I wasn’t sure what this meeting would accomplish, but I knew something had to get us out of neutral. I’d tell him something, make it up if I had to, anything to keep him around. I’d let him have me the way Rossi had, if that’s what would get us to bed. I’d been teased, taunted and turned on, but not fulfilled. He wanted something more of me than I thought I could give him, but that didn’t matter now. If I had to go down the old roads, I’d do that, too.
Everything that KC did just pushed me more firmly in his direction.
For the first time in years I really hungered for a man—hungered of the power and the forcefulness, the demands and the bliss of sexual thirst. I would have rejected any man in a business suit—a colleague, friend, and especially a professor. KC was an acceptable package. With him, my mind roved free taking lust outside the lines where my favorite fantasies began and ended. KC wasn’t Rossi. He wasn’t even close. And that’s exactly what I needed.
Regardless of my determined resolve to see him, my poor bones were once again rattling with fear by the time I pulled in front of the theatre. Dread kept me in my car for several minutes as the startling reality of my last three weeks suddenly smacked me in the face as though I’d run into the warehouse wall. I wasn’t drunk anymore, or in some mindless, sober stupor, acting out of obsession—at least not now. I was conscious, realizing how crazy I must look trying to play in KC Gable’s unfamiliar world.

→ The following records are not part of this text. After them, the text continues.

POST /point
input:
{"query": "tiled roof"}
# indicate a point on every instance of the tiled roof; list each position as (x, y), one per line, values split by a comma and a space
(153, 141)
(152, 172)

What the hell was I doing? This wasn’t me. Not Gail Henry? I didn’t play with fire—not anymore—I never stepped over the lines of decency—except maybe in the comfort of my own tiny loft where I could nurse my misery by myself. I didn’t spend my time in squalid neighborhoods, consorting with the fringes of society. I didn’t talk to strangers about the weather, let alone have them spank my ass and fuck my wasted cunt.
Most importantly, I didn’t allow myself to be ruled by my cunt the way men are ruled by their erections. My rules were fixed and certain. At least that’s what I thought.
I didn’t recognize myself, not the woman I’d been since meeting KC. But that didn’t seem to matter now. I went ahead—opened the door of the Mercedes and casually waltzed to the door of the theatre trying to forget the weird debacle of the previous night.
My excitement swelled and my cunt began to panic, clenching and tightening anticipating KC inside it again—even though I had no assurance that would happen—and probably more assurance that it would not given his frame of mind and past experience.
Anxious and excited, I tried the door, surprised to find it locked. I panicked. Flustered, I was unsure what to do. A back door perhaps? He just failed to unlock the front? Seized by fear, I tried to figure out what to do, when in the middle of my fearful musings, I finally spotted a note slipped in the crack of the door. At first glance, I assumed it was just a scrap of paper, on second glance, as it conveniently flapped in the breeze, I realized that it bore my name clearly printed on the outside. With a gentle tug, I had it free.
“I’m sorry, Gail. This was an avoidable emergency. I tried calling, but you’d already left. Come tomorrow.” KC
What?!
Was this real? After all the passion of the night before, he was leaving me with this… this scrap of paper! The bottom dropped out of my newly manufactured world ten seconds later as I determined that KC, his theatre, and running back to my old fantasies had been a horrible mistake. I left. I knew right then I wouldn’t be coming back.